Students receive these folders annually from early to mid-February and have to finish them by spring break. This year, 56 artists are contributing. Portraits are $60 each and can be purchased on the visual arts booster website. 95% of the proceeds go to APA, where they will be used to save the lives of pets staying in the no-kill shelter.
“We put all of that money that we get, and we write a check of one big donation to Austin Pets Alive,” Fiedler said. “The one that I did last year was a very cute white pitbull, and in my sophomore year I did a very fluffy cat.”
Senior Sage Flowers, an art and dance major, has been involved with the organization since her freshman year and now helps lead the effort. Flowers is one of the officers who focuses on the committee for pet portraits.
“I joined the National Art Honors society my freshman year, and that’s when I did my first pet portrait,” Flowers said. “As a junior, I became an Art Society officer, so I worked with a team of 10 other Art Society officers to put together volunteer opportunities for other Art Society members. This will be the only year I don’t do a pet portrait, just because I’m busy with all the other logistical work, but in the past I’ve used gouache, acrylic paint and Prismacolor colored pencils with watercolor for the pet portraits. I remember my sophomore year, I did a cute pitbull, and last year I did a double portrait of two pugs.”
Supporting the students behind the scenes is art teacher Natalie Kleinecke Pantuso, who is serving as the National Art Honor Society sponsor for the first time this year.
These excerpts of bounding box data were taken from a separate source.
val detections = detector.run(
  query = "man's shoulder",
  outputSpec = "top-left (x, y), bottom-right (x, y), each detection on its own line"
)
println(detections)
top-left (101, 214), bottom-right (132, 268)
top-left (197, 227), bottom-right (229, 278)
For previous years, Sarah Massey Lynch has been in charge of the Art Society, but after a promotion to co-head of the fine arts department, she could no longer take on the role of being in charge of the society, and Pantuso stepped in. While students take the lead creatively, she helps manage the organizational side of the fundraiser.
Pantuso teaches art 1, and loves her job. All of the budgeting, new members, and meeting times are organized by her.
“Just like anything it has its ups and downs but at this point in my life I would say I’m doing my dream job,” Pantuso said. “My whole life’s trajectory has taken me here and McCallum is the best or one of the best places to teach art. I enjoy it and I love it. This is my first year as a National Art Honors Society sponsor, so I’m still learning. There’s lots of accounting involved, fees, collecting money, depositing said money so keeping track of our budget, facilitating meetings, I’m a point of contact for people outside of Art Society who are looking for volunteers, I post on our Blend page, help with communications and other administrative tasks like securing the theater for our induction ceremony, things like that.”
Pantuso helps to support the society this year, and is enthusiastic about this new position.
Through the pet portrait fundraiser, the National Art Honor Society supports local shelters beyond the classroom. Through the pet portraits, students are able to help animals in need while gaining experience as artists.